With the electoral wipeout in Wisconsin last November, there are a lot of changes afoot for state government. Pushing more government to the local levels should be one of the fundamental structural changes that should be considered. GOP lawmakers should heed the advice of Milton Friedman:

If government is to exercise power, better in the county than in the state, better in the state than in Washington. If I do not like what my local community does, be it in sewage disposal, or zoning, or schools, I can move to another local community, and though few may take this step, the mere possibility acts as a check.

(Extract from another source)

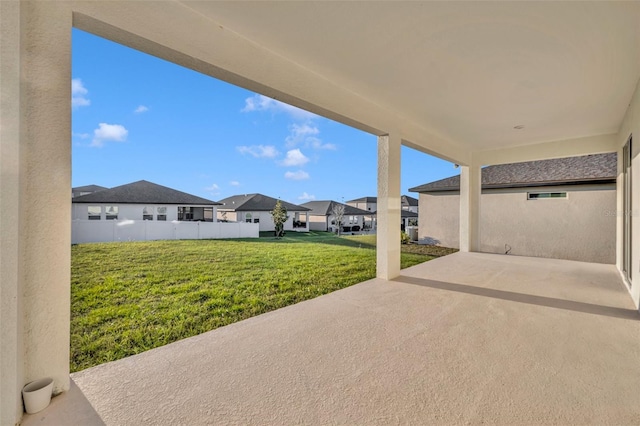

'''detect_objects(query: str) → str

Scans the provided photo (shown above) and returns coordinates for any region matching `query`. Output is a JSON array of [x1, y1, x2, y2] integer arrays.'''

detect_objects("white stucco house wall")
[[410, 153, 617, 264], [71, 180, 259, 244], [217, 194, 309, 232], [301, 200, 370, 232], [71, 185, 109, 198], [400, 195, 419, 213]]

Every level of government now appeals to the level above them for cash to avoid making the tough decisions needed to balance their budget. Locals plead to the states. States pleads to the federal government. And the broke federal government has essentially sold itself to China to pay all the bills for the governments below it. (Soon China will have to appeal to the International Justice League to pay all the world’s bills. Let’s just hope Senator Batman isn’t busy the week they take the vote.)

As much as practicable, the level of government that raises the tax should be the one that spends it. That’s the only way Wisconsin will end up with real accountability in its system of taxation. Until then, state and local governments will continue to sit at home watching Real Housewives of New Jersey reruns until we stop bailing them out.